The rise in U.S. Treasury yields appeared to stall on Tuesday, with the benchmark rate trading sideways after a selloff this week took it to within a whisker of 3 percent. Stocks in Europe struggled for traction following gains for most Asian markets as the earnings season gathered pace.

The yield on 10-year U.S. notes was little changed after the securities pared an earlier advance, while the dollar nudged lower after jumping on Monday to the highest level since January. The Stoxx Europe 600 Index pared an increase as traders assessed a mixed bag of corporate results, while U.S. equity futures posted a more solid jump. The yen retreated, helping spur Japan’s Topix index to the highest in almost two months, and Chinese shares rallied on signs the government may ease off tightening measures if warranted.


Investors have been weighing the implications of climbing bond yields that were in part spurred by higher commodity prices and concern surrounding their inflationary impact on the wider economy.
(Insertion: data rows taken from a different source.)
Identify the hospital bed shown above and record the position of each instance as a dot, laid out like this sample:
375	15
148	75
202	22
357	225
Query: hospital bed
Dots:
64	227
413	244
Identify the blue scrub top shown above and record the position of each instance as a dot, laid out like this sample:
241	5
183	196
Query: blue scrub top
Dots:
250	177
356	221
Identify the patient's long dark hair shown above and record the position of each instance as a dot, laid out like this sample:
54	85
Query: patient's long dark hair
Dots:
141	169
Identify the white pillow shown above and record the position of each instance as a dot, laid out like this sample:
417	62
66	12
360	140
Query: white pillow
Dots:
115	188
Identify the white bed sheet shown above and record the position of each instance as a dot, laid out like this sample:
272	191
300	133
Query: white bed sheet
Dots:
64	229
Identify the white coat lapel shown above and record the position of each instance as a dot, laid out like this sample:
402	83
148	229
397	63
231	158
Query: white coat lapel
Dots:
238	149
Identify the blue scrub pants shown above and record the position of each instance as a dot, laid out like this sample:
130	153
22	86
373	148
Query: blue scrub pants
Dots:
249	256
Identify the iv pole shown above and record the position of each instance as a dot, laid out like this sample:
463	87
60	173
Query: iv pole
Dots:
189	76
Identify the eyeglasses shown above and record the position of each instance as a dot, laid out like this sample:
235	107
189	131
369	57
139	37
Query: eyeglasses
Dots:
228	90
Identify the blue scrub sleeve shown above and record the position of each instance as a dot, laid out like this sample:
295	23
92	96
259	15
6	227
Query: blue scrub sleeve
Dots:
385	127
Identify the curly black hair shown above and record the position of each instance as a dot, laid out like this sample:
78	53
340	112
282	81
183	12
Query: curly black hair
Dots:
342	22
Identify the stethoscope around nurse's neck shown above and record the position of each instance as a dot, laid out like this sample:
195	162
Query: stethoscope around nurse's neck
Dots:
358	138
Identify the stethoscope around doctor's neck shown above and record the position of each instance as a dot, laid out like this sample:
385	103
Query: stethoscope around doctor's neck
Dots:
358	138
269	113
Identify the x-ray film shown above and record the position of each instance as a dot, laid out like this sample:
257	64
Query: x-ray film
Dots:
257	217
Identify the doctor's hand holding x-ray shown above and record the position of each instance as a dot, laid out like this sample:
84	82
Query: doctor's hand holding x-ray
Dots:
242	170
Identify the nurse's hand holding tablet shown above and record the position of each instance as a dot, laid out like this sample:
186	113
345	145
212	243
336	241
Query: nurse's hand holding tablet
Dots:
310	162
But volatility in interest-rate markets remains low and equity price swings are well off the highs seen earlier this year, indicating investors believe rising borrowing costs may not be enough to cause outsized pain to equities -- for now.

“For us it’s more the reasons why we’re seeing the move: better growth outlook, a little bit more inflation and faster rate hikes being priced in by the market,” Kerry Craig, Melbourne-based global market strategist at JPMorgan Asset Management, told Bloomberg TV. “It should be reaffirming the fact that we see a global economy that’s looking relatively healthy.”